Eight years ago, on April 29, 2018, I referenced crypto industry founder Emin Gun Sirer while writing about Ethereum (ETH) and its decentralized structure, arguing that it should be treated as a commodity under U.S. law.
For years, uncertainty over whether ETH and other digital assets should be classified as securities or commodities has been a major obstacle to institutional investment. This ambiguity created legal risks, complicated custody solutions, and made compliance difficult, discouraging large-scale participation.
Summary
The U.S. Securities and Exchange Commission and Commodity Futures Trading Commission have issued a joint memorandum classifying most decentralized digital assets, including Ethereum, as commodities under U.S. law.
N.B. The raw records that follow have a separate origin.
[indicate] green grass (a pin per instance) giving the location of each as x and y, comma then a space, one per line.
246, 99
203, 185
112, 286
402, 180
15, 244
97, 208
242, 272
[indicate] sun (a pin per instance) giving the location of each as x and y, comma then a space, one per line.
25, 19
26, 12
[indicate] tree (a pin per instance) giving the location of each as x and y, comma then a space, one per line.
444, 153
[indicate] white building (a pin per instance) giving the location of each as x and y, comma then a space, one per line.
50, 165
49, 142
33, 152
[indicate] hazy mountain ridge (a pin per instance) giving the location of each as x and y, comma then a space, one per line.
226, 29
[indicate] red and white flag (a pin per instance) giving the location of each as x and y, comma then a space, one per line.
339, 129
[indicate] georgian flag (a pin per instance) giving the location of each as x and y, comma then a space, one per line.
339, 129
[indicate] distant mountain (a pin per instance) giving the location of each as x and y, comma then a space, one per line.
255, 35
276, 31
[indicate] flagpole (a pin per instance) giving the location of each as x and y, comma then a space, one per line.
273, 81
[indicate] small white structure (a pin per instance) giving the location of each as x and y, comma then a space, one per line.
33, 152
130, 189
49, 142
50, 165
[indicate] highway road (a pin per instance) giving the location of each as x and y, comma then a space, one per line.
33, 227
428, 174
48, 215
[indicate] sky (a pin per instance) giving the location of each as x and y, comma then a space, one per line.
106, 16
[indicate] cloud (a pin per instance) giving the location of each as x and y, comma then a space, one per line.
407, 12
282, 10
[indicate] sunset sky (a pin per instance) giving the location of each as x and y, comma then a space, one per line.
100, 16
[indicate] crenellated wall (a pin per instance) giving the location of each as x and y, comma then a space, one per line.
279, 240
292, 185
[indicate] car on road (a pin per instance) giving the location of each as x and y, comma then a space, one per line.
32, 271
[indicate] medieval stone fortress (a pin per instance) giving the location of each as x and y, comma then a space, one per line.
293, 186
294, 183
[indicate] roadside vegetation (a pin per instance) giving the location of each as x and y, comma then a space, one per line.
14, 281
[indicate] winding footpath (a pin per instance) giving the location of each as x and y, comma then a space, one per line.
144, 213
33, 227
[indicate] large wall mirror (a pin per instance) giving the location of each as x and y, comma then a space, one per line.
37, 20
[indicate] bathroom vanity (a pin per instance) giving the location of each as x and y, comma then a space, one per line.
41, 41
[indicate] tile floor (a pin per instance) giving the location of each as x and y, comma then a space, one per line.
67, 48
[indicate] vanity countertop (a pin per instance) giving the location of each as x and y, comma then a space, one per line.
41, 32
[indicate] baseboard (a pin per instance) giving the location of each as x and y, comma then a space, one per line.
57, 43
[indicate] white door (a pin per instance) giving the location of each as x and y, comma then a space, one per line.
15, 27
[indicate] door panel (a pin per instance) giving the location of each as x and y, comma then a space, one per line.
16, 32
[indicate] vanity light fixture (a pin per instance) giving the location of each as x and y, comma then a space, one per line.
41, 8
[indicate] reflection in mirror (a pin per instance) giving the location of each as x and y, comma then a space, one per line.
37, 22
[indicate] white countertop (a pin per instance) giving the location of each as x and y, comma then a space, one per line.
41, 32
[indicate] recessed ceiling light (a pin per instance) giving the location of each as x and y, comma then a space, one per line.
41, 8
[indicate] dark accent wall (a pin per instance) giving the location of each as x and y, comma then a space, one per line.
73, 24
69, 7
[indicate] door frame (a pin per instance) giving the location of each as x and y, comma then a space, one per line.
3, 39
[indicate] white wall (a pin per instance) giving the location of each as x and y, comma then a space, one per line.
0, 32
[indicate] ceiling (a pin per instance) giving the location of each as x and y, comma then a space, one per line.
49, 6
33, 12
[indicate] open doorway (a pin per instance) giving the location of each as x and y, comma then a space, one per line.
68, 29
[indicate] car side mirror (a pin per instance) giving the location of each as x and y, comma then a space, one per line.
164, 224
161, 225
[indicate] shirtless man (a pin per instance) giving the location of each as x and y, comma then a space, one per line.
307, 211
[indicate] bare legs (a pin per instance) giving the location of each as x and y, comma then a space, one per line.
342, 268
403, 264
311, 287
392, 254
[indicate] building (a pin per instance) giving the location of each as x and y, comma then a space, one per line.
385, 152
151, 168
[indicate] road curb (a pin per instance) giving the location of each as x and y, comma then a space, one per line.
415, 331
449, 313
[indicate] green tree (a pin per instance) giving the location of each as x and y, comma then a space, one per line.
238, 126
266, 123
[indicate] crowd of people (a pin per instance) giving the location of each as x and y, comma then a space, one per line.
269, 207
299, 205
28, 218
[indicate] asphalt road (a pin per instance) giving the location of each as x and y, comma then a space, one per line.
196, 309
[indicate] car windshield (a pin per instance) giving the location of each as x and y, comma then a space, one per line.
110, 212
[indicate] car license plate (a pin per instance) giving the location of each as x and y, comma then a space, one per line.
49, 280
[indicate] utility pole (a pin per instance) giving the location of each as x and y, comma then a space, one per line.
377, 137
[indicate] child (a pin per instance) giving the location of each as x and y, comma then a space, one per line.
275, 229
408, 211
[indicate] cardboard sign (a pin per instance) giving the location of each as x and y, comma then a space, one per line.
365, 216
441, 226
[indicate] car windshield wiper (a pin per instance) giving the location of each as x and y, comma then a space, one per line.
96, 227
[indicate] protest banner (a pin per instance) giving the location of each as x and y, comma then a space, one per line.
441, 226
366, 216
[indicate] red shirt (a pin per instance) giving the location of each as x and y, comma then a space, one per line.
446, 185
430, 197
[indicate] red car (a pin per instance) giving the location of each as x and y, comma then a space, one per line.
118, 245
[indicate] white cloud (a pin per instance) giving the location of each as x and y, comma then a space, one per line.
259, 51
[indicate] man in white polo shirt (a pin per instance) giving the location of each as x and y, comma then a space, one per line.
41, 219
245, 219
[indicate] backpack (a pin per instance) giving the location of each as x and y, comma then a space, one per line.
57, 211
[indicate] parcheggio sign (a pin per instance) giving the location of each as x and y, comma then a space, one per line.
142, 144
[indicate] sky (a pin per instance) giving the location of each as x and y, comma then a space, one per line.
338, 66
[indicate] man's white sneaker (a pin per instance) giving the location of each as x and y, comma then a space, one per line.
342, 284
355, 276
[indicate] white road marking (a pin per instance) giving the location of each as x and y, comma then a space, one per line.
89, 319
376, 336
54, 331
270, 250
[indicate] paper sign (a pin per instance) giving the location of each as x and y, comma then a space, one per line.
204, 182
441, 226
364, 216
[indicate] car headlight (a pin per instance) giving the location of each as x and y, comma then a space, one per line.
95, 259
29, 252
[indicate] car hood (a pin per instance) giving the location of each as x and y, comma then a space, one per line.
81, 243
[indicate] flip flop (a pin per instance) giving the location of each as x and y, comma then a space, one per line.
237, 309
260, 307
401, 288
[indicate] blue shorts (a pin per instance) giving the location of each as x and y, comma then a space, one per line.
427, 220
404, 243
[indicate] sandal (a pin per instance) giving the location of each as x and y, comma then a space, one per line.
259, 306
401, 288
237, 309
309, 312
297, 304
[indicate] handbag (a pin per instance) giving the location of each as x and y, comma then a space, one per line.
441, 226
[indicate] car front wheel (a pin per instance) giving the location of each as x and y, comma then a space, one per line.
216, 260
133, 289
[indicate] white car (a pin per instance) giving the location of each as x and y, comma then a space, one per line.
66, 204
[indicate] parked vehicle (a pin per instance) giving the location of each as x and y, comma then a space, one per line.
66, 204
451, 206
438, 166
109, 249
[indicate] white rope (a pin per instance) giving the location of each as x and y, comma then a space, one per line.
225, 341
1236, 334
Oversight is shifting more toward the CFTC, marking a move away from enforcement-led regulation toward a clearer, principles-based approach.
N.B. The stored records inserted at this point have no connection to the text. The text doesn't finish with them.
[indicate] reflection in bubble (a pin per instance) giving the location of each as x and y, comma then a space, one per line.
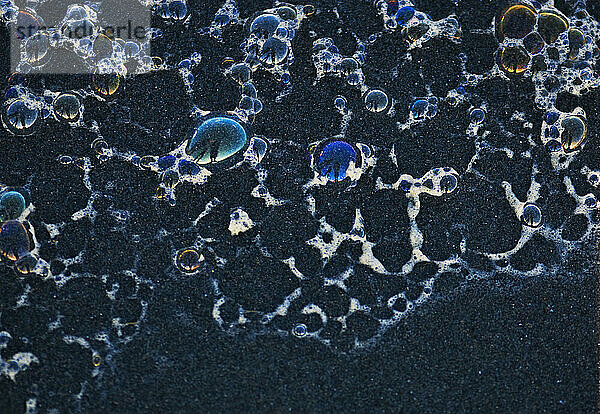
573, 134
216, 139
14, 240
335, 159
532, 215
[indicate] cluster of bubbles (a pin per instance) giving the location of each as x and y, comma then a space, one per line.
557, 51
563, 134
417, 27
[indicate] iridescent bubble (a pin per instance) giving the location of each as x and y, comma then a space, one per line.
66, 107
376, 100
550, 25
514, 59
188, 260
477, 116
517, 22
274, 51
532, 215
14, 240
216, 139
12, 205
574, 133
19, 117
106, 84
300, 330
335, 159
265, 25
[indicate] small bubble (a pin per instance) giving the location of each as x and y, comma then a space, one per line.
376, 100
300, 330
532, 215
188, 260
477, 116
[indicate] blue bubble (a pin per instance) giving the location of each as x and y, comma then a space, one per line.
12, 205
477, 116
553, 145
552, 117
532, 215
300, 330
265, 25
14, 240
165, 162
274, 51
188, 168
405, 185
177, 10
335, 159
216, 139
404, 15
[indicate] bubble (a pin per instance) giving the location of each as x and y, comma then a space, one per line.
264, 26
348, 65
300, 330
517, 22
532, 215
533, 43
550, 25
514, 59
414, 33
477, 116
14, 240
26, 264
37, 47
574, 133
240, 72
286, 13
376, 100
188, 260
177, 10
12, 205
404, 15
216, 139
66, 107
105, 84
335, 159
96, 359
448, 183
274, 51
19, 117
340, 103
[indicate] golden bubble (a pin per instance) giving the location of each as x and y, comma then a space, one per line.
550, 25
189, 260
574, 133
514, 59
517, 22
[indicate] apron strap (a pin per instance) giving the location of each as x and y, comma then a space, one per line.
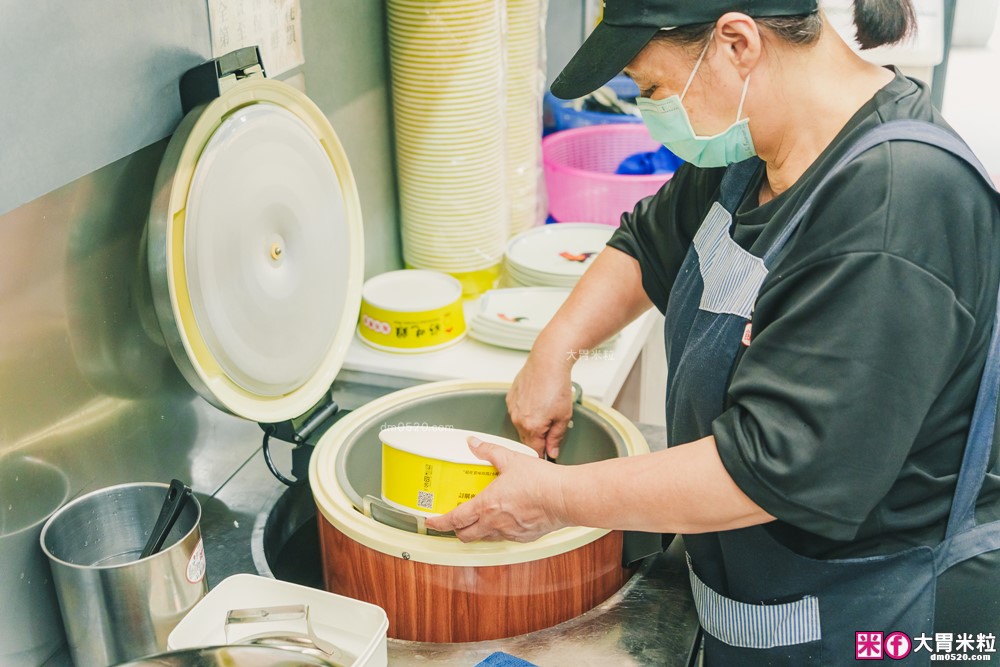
980, 440
905, 130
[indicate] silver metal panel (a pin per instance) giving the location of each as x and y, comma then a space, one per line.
91, 83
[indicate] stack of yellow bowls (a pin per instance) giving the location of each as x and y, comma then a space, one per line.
447, 71
525, 88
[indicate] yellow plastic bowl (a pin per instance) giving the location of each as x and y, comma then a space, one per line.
430, 470
411, 311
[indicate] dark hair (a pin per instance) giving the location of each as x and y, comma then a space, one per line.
877, 23
880, 22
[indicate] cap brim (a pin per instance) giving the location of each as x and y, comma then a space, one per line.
602, 57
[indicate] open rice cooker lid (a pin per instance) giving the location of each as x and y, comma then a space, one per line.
255, 247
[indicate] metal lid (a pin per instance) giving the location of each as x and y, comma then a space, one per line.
255, 246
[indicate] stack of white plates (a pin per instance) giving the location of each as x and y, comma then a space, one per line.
525, 90
447, 71
513, 318
554, 255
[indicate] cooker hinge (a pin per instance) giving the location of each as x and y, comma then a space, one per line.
209, 80
303, 431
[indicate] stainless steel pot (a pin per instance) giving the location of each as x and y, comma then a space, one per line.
115, 605
227, 656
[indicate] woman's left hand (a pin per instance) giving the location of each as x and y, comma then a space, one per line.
522, 504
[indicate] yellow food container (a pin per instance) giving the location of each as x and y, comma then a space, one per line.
430, 470
411, 311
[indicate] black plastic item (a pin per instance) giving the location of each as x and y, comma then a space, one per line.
177, 496
300, 432
204, 83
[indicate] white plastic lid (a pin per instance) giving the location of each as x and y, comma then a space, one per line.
256, 251
445, 444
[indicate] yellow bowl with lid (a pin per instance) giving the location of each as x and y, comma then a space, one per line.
430, 470
411, 311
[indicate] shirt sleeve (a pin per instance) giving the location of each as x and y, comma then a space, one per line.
852, 346
658, 231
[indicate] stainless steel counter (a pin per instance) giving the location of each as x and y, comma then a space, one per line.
651, 621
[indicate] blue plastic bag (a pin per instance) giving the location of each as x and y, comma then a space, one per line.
661, 161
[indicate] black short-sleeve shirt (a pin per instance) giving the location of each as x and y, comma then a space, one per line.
847, 415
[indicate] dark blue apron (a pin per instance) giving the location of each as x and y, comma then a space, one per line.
812, 608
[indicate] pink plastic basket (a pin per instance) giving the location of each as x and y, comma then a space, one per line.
580, 174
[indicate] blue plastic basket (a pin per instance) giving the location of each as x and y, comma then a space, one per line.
559, 115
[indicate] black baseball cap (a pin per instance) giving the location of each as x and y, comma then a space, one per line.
628, 25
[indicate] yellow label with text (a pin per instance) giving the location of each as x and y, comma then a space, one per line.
431, 485
414, 330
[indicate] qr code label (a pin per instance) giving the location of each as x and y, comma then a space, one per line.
425, 500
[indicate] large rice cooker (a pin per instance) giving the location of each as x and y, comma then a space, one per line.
255, 247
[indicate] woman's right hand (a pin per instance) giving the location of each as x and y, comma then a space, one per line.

This regulatory clarity is expected to reduce compliance concerns and encourage greater institutional participation in crypto markets.
Early Signals on ETH’s Classification
Two months after my 2018 article, on June 14, 2018, former SEC Director of Corporation Finance William Hinman stated in a speech that, due to Ethereum’s decentralized nature, current sales of ETH were not securities transactions. This suggested ETH functioned more like a commodity, offering temporary clarity.
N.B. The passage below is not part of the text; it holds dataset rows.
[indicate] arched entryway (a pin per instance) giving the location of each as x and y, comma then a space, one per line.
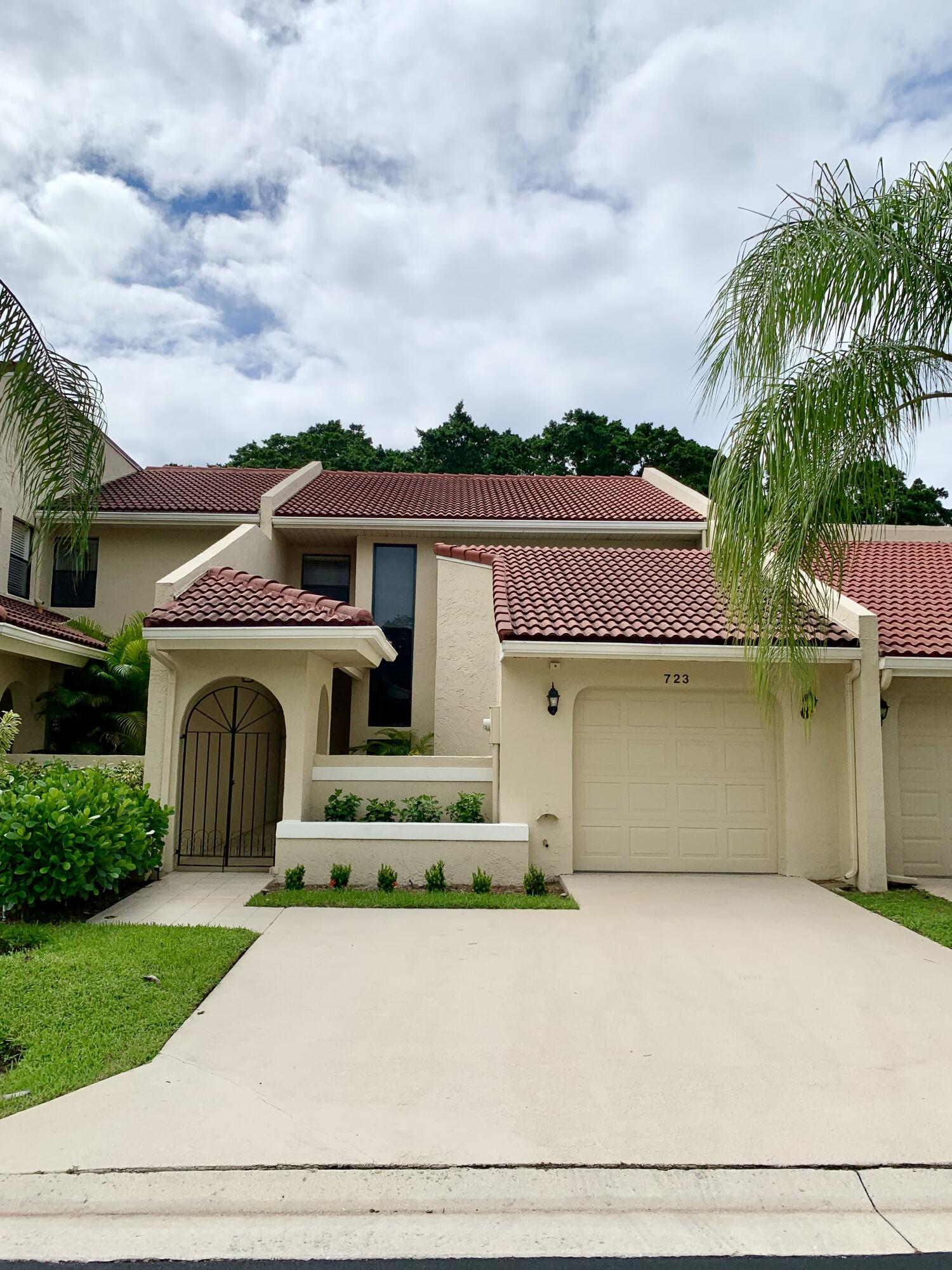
230, 791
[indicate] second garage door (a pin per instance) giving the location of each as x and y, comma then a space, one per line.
673, 780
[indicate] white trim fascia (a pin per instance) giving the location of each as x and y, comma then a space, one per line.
362, 524
369, 641
176, 519
48, 648
403, 832
604, 651
918, 667
421, 775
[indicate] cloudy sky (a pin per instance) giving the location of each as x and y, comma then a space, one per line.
248, 218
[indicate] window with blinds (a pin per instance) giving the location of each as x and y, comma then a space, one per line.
21, 553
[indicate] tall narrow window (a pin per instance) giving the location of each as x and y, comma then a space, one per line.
74, 577
21, 553
327, 576
394, 601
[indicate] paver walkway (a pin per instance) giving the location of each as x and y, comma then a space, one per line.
196, 897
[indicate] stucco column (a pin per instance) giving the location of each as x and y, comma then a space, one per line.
870, 802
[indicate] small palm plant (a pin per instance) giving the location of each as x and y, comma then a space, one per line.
101, 709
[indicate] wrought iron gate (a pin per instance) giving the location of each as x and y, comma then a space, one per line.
233, 752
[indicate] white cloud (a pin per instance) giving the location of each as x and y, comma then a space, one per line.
248, 217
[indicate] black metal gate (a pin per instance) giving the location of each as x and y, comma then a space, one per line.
233, 759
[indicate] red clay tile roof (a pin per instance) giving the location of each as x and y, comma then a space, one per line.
43, 622
232, 598
229, 491
909, 589
431, 496
658, 595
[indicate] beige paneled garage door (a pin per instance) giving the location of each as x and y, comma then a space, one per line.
925, 778
673, 780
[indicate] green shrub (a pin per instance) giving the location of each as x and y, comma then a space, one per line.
69, 834
482, 883
421, 810
295, 878
436, 878
380, 810
340, 876
535, 882
468, 810
342, 807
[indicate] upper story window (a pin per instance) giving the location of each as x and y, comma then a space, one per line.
21, 556
327, 576
74, 578
394, 605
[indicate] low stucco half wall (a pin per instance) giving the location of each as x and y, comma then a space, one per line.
399, 778
501, 850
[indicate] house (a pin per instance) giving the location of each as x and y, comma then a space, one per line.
563, 641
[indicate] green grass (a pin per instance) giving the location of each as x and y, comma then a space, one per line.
81, 1009
404, 900
917, 910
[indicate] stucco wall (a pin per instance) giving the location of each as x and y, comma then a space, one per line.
536, 758
27, 678
294, 679
468, 657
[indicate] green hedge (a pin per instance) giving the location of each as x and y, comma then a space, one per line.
70, 834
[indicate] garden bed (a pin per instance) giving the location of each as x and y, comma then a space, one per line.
408, 897
83, 1003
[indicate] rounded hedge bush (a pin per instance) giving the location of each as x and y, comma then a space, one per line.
69, 834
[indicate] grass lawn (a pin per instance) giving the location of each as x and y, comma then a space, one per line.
348, 899
78, 1006
920, 911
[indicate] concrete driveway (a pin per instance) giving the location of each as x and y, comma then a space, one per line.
672, 1020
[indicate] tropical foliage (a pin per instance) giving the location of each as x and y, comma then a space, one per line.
101, 708
53, 424
831, 342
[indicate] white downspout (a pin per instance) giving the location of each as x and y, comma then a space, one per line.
851, 769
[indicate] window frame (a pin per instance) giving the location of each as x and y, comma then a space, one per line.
329, 556
384, 672
73, 599
27, 562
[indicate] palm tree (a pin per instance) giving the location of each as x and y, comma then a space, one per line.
53, 424
101, 709
831, 341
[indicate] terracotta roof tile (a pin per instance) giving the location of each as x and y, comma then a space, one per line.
232, 598
664, 595
909, 589
43, 622
229, 491
431, 496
Legal Battles Over ETH’s Status
Despite this, the absence of formal guidance from the U.S. Securities and Exchange Commission and the Commodity Futures Trading Commission led to ongoing legal disputes over whether ETH and similar assets were securities or commodities.
Cases during 2023–2024—including actions involving KuCoin and staking services—highlighted this uncertainty. While some early rulings leaned toward treating such assets as securities, developments in 2025 indicated a shift, with staking increasingly viewed as administrative rather than investment activity.
Landmark SEC–CFTC Memorandum
On March 11, 2026, followed by a joint interpretation on March 17, the U.S. Securities and Exchange Commission and Commodity Futures Trading Commission issued a landmark memorandum of understanding (MOU). This provided the most comprehensive regulatory clarity to date, formally recognizing many decentralized digital assets—including ETH—as commodities.
This move effectively resolved a long-standing barrier to institutional adoption that had persisted since 2018.
The framework represents a shift from “regulation by enforcement” to a principles-based system. It clarifies that most decentralized tokens are not securities and places them primarily under CFTC oversight, allowing them to be traded on regulated derivatives markets.
The CFTC emphasized that assets may be treated as commodities if they are fully decentralized—meaning no single party maintains operational, economic, or governance control. It also acknowledged that tokens initially issued as securities can evolve into commodities once networks become sufficiently decentralized.
Digital Commodities and Market Impact
Under the framework, digital assets tied to functional, decentralized systems are classified as commodities. Sixteen major tokens fall into this category, marking a major shift from earlier regulatory positions.
These include:
Bitcoin (BTC), Ethereum (ETH), Solana (SOL), XRP, Cardano (ADA), Chainlink (LINK), Avalanche (AVAX), Polkadot (DOT), Hedera (HBAR), Litecoin (LTC), Dogecoin (DOGE), Shiba Inu (SHIB), Tezos (XTZ), Bitcoin Cash (BCH), Aptos (APT), and Stellar (XLM).
Together, these assets represent roughly 78–80% of the total crypto market capitalization as of March 2026, with BTC and ETH alone accounting for nearly 70%.
Broader Token Classification
The MOU also introduces clearer distinctions across digital asset categories:
Digital Commodities: Functional tokens used for transactions or governance are generally not securities under the Howey test.
Digital Collectibles (NFTs): Typically not securities unless fractionalized or marketed with profit expectations tied to managerial efforts.
Digital Tools: Utility-based assets like membership tokens are not considered securities.
Stablecoins: Payment stablecoins regulated under the GENIUS Act are excluded from securities classification.
Digital Securities: Tokenized traditional financial assets remain securities regardless of blockchain use.
Safe Harbor Activities
The framework clarifies that several blockchain activities typically do not involve securities transactions, including:
Mining (proof-of-work validation)
Staking (including custodial and liquid staking under administrative roles)
Wrapping assets across chains
Airdrops where no payment or service is exchanged
Market and Global Implications
This regulatory shift—alongside the GENIUS Act and pending CLARITY Act—marks the end of long-standing jurisdictional conflicts between regulators. It is expected to stabilize the market and encourage crypto activity to return to the United States.
Experts believe this clarity will accelerate tokenization, enabling fractional ownership of assets like real estate, infrastructure, and private credit, improving liquidity and accessibility.
At the same time, global competition is intensifying. While the U.S. is leaning toward stablecoins to maintain dollar dominance, China continues advancing its central bank digital currency initiatives.
Amid ongoing market volatility, sectors such as AI and real-world asset (RWA) tokenization are showing resilience. Larry Fink has described tokenization as the “next generation of markets,” comparing its current stage to the internet in the 1990s and emphasizing its potential to transform global finance.